Sounds to me like any hidden fortune to be found already has.
Personally I would do a little research and verify that tale, through newspaper records for example, before expending any time or energy on a potentially disastrous wild goose chase.
And even assuming the story is true, is it not reasonable to assume that whoever owned the house at the time performed a thorough search and presumably recovered any additional “treasure” that was there to be found, if any?
I have an urban legend calendar on my desk, with one story for each day. About a fourth of them are actually true (the flip side of each day’s page verifies or refutes it).
And talk loudly when you come into the room, so you don’t catch any ghosts sleeping. They don’t like to be drilled into, so give them a chance to get out of the way.
I think I’d get one of those little glass fiber cameras and start drilling holes to look for things. I wouldn’t really expect to find anything, but it sounds like fun.
Is it possible one of the prior owners was a Nigerian prince? If so, the key isn’t drilling holes in the wall, you just need to wire me $50,000 to cover the bank’s processing fee, after which they’ll release the safe deposit box saying where in the house the money is.
May I suggest the OP drills as many holes as possible into the house, then paint it yellow and turn it into The Big Cheese amusement park? There’s a fortune to be made!
My father found $5000 in small bills plus a handwritten will buried in a mason jar underneath the kitchen floorboard in the old farmhouse he bought. He found the woman’s adult children and gave it to them. They hadn’t been associated with the house in more than 20 years and it had been sold several times before my dad bought it. In 1976 this was not a small amount.

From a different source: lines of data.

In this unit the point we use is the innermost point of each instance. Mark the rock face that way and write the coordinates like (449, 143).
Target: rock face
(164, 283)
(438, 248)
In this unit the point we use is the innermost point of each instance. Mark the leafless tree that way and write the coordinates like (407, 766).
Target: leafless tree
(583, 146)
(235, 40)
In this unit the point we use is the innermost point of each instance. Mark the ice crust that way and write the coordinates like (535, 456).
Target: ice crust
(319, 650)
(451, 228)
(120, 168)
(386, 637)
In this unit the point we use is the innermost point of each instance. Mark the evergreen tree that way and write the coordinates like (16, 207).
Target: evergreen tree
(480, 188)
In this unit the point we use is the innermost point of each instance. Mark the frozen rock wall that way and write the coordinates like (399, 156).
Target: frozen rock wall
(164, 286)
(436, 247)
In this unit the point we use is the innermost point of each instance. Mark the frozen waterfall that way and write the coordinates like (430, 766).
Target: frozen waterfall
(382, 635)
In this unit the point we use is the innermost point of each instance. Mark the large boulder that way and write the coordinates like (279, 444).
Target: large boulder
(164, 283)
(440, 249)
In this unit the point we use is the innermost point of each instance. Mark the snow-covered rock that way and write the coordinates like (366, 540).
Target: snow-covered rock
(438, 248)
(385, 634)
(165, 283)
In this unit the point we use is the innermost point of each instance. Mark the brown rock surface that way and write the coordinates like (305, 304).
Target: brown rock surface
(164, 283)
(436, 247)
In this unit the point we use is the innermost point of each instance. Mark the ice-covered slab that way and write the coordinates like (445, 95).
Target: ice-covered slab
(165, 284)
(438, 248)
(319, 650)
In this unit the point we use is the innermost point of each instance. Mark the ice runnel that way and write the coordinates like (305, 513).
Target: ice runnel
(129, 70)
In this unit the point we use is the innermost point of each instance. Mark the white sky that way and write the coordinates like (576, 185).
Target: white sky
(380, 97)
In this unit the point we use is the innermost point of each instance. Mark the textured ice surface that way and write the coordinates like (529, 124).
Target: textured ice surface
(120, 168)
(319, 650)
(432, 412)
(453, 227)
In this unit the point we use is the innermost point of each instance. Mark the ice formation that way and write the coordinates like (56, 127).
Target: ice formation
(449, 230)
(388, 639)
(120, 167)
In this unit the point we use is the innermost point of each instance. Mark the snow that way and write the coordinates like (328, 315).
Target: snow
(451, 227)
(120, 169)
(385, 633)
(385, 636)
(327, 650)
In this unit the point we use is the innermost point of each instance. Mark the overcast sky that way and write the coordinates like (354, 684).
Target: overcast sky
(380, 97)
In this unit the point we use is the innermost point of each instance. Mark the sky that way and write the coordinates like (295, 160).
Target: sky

The family gave each of us kids $100 to spend. My honest, benevolent dad promptly snatched it away from us and spent it on himself
sigh you know, it sucks because we sold the parts bug about 3 years ago. If you had mentioned this back then I could have accommodated you with an original stock one
I did that too. When we replaced the soffit & fascia in 2010, I took one of those small metal chocolate sample boxes and put $1 & some coins, a article about Mark Zuckerberg cut out of Time mag (The Social Network was all in the news), another article cut from the local paper, tiny plastic cat my daughter happened to have in her purse, and a note saying how we were happy in this house & wished the finder happiness too, and stuck it up between the joists.